Hi @B3n, thank you for your interest in Data Prepper!

Regarding your issue, I was able to reproduce by following the information you provided. I think this is what’s happening here:

You are making great use of the grok patterns and your grok processor are working properly. The error actually happens after the logs have been processed (time_config field extracted) and when they are being sent to OpenSearch.

OpenSearch tries to parse time_config field to date type using format strict_date_optional_time or epoch_millis, and it works for your catalina.log because that date string complies with strict_date_optional_time foramt, but it doesn’t work for your server.log because that date string doesn’t complies with strict_date_optional_time format and hence the error message you saw. (See this doc for the date format mentioned here)

OpenSearch index can be configured to parse custom date string format, but I’m not sure we can configure that in Data Prepper currently.

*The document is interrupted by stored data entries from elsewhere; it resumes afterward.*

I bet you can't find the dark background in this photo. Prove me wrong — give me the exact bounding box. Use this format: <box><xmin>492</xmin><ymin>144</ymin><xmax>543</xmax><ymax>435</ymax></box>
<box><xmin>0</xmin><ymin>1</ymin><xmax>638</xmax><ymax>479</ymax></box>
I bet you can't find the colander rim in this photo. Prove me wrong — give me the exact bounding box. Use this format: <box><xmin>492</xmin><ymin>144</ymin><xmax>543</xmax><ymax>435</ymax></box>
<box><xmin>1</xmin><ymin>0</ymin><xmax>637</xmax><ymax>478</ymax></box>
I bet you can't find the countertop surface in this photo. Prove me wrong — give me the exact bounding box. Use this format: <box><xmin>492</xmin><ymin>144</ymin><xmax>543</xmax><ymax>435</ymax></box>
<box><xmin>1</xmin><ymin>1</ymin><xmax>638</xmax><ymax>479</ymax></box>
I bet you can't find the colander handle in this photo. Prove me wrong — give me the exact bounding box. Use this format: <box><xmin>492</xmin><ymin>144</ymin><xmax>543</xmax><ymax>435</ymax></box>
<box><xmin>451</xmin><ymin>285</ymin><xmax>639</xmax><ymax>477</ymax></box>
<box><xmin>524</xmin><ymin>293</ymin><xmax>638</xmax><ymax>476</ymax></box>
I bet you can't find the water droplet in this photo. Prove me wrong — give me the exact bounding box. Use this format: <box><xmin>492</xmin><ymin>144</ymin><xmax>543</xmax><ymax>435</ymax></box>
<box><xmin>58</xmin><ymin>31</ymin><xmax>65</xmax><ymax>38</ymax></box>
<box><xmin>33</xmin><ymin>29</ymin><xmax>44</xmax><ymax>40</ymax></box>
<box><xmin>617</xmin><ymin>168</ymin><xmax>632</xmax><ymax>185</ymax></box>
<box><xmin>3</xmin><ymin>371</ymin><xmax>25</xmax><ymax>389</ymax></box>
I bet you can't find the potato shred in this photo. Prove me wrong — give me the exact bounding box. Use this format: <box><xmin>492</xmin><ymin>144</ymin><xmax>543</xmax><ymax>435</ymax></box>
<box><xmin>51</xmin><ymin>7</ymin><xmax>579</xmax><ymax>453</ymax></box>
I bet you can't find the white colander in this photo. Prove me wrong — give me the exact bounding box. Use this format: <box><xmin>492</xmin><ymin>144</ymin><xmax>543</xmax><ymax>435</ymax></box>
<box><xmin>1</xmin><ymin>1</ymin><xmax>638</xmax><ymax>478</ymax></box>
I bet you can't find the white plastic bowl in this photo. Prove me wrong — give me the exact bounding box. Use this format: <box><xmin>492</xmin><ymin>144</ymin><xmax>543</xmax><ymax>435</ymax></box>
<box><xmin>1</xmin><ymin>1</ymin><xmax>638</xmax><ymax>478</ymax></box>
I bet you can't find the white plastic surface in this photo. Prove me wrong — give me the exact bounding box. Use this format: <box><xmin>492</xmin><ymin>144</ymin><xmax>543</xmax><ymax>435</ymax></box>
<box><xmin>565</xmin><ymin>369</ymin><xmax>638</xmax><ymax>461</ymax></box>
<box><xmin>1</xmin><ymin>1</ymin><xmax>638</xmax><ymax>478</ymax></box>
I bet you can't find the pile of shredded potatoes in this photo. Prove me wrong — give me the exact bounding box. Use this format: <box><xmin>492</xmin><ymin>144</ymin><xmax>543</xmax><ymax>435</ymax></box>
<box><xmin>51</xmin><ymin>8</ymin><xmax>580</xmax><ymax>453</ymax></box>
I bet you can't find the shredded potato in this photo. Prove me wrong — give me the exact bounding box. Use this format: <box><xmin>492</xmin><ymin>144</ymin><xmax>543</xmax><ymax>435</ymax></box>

Let me double check and see if there’s another way to help with your use case here.

1 Like

Hey @oeyh,

thanks a lot for your reply!

I think that’s exactly the case, the server.log is having the format

27.01.2023 18:07:41.833 (which is like dd.MM.YYYY HH:mm:ss.SSS)

and my other logs as e.g. catalina.log

2023-03-02T12:55:33.137+0100 (which is like YYYY-MM-ddTHH:mm:ss.SSSz)

I’m happy with any solution, may it be with Data Prepper or also configurable inside OpenSearch with a parameter in put inside a config :smiley:

Hi @B3n, I think you can actually configure OpenSearch index mappings through Data Prepper: OpenSearch sink has a template_file option to configure index template (see reference here).

I did a simple test with this template json (see this doc for creating mapping for date field)

{
  "mappings": {
    "properties": {
      "time_config": {
        "type": "date",
        "format": "strict_date_optional_time||dd.MM.yyyy HH:mm:ss.SSS||epoch_millis"
      }
    }
  }
}

And I was able to read both server.log and catalina.log samples you provided above into OpenSearch with time_config being a date field.

Hope this helps!

3 Likes

Hey @oeyh,

thanks a lot for this! It is working like a charm :slight_smile:

1 Like

This topic was automatically closed 60 days after the last reply. New replies are no longer allowed.